Santé
Il est utile de rappeler, avant toute chose, que la gratuité des accouchements est une recommandation de l’OMS. Et cela concerne également, la gratuité des soins pré et postnatales, dont le but est que l’accouchement soit une expérience positive.
L’initiative est louable pour la RDC car elle permettrait, a promotion de la santé maternelle, l’équité, par l’accessibilité aux soins de certaines catégories sociales, et la réduction du taux de mortalité maternel et des nouveaux nés.
C’est aussi une stratégie de réduction potentielle de la pauvreté et des accouchements à risque. Elle permettrait également d’éliminer les dépenses catastrophiques supportées par les ménages du fait de l’utilisation de services de santé. Ce qui est l’essence même de la couverture santé universelle (CSU).
Cependant, la communication gouvernementale, nous laisse perplexe. On a l’impression d’être plus dans la promotion de la maternité que dans un processus d’une vision holistique de la CSU. D’ailleurs, Le chronogramme et les étapes d’implémentation restent flous.
Une telle situation est susceptible d’influencer finalement l’idée que les populations se font du programme de gratuité dans sa réalité et de rendre son application confuse. Au Mali par exemple, l’expérience de la gratuité a montré que les populations assimilaient la politique d’exemption des soins aux promesses antérieures et non tenues de l’État. De ce point de vue, les usagers concernés par les exemptions étaient réticents et difficilement convaincus de la gratuité des soins programmée tant qu’ils n’en avaient pas encore faits eux-mêmes l’expérience. Ce qui a contribué à expliquer le faible recours aux soins de certaines populations malgré leur exposition à la gratuité.1
Cette politique de gratuité peut générer également un effet inverse, c'est-à-dire le paiement de certains services complémentaires et indirects. Une situation, souvent créée par les prestataires des soins afin de récupérer les gains perdus s’ils ne sont pas très bien payés.
Comment peut-on lancer une politique de telle envergure sans pourtant répondre à la question des nombres lits par habitants, à la question des paiements de salaires des personnels soignants dont la problématique des grèves à répétition n’est que la pointe de l’iceberg.
Au lendemain de son Lancement, le ministre de la Santé, a tenu à rencontrer le chef du gouvernement afin d’avoir les garanties sur la budgétisation de ce programme. Et quelques semaines plus tard, il a participé à une réunion budgétaire afin de décliner les priorités du ministère de la Santé, en faisant mention du programme de gratuité des accouchements. Ce qui dénote un procédé de bonnes intentions, mais ouvre la porte à de vives critiques, car dans sa démarche, la charrue est mise avant les bœufs.
Le vœu du chef de l’État exprimé lors du discours de 30 juin 2022, n’est qu’une volonté politique dont la matérialisation sur une population de plus 100 millions d’habitants ne peut se faire à la va-vite de peur de tomber dans du populisme.
Cette politique reste discutable en RDC, au regard de ces éléments factuels et d’expériences partagées d’autres pays d’Afrique subsahariens.

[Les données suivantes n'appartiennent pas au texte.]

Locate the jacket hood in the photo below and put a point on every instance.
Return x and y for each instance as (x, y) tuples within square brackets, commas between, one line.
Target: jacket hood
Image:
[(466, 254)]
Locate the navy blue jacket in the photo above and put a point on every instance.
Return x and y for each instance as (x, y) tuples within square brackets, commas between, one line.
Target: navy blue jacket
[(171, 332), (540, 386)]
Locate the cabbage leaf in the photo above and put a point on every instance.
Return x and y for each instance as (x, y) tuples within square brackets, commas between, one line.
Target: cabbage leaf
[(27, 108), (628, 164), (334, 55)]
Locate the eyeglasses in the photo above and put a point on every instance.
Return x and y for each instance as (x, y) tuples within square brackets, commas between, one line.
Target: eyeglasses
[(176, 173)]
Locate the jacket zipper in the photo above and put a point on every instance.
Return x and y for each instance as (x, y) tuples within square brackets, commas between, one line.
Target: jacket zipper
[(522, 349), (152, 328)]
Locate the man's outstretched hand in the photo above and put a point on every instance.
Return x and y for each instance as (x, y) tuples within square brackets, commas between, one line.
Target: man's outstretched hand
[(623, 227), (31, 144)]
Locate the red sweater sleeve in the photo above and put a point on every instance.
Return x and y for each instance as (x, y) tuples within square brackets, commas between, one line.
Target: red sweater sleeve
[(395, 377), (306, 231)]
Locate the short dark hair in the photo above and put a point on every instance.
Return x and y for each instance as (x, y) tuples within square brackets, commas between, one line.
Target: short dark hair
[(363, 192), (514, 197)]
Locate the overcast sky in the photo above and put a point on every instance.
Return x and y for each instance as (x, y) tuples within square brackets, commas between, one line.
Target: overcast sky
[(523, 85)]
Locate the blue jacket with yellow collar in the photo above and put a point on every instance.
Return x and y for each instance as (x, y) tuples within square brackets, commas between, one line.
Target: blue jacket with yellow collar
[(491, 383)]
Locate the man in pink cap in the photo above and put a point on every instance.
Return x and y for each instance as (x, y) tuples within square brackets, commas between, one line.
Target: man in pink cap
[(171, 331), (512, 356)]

Il est vrai que chaque pays a son histoire et ses propres réalités, mais les expériences des autres servent à éviter les erreurs communes et à anticiper certaines difficultés.
Au Sénégal par exemple, la même politique avait été lancée, il y a plus de dix ans. Les résultats confirment plusieurs insuffisances du côté de l’offre des services de santé. La couverture sanitaire déficitaire du Sénégal ne s’est pas significativement améliorée avant et pendant la phase pilote du programme de gratuité, car sous la période 2000-2007, le Sénégal enregistrait encore un taux de couverture sanitaire de 0,4 professionnel de santé (médecins, infirmiers, sages-femmes) pour 1000 habitants contre la norme de 2,3 professionnels de santé pour 1000 habitants.2
Le lancement de cette gratuité pour les accouchements en RDC, sans répondre aux questions relatives du nombre des lits d’hospitalisation, des médecins par habitant et sans résoudre la problématique des grèves du corps médical, serait la chronique d’un échec annoncé. Et cela risquerait même de détruire le rêve de l’implémentation de la couverture sanitaire universelle dans sa vision holistique.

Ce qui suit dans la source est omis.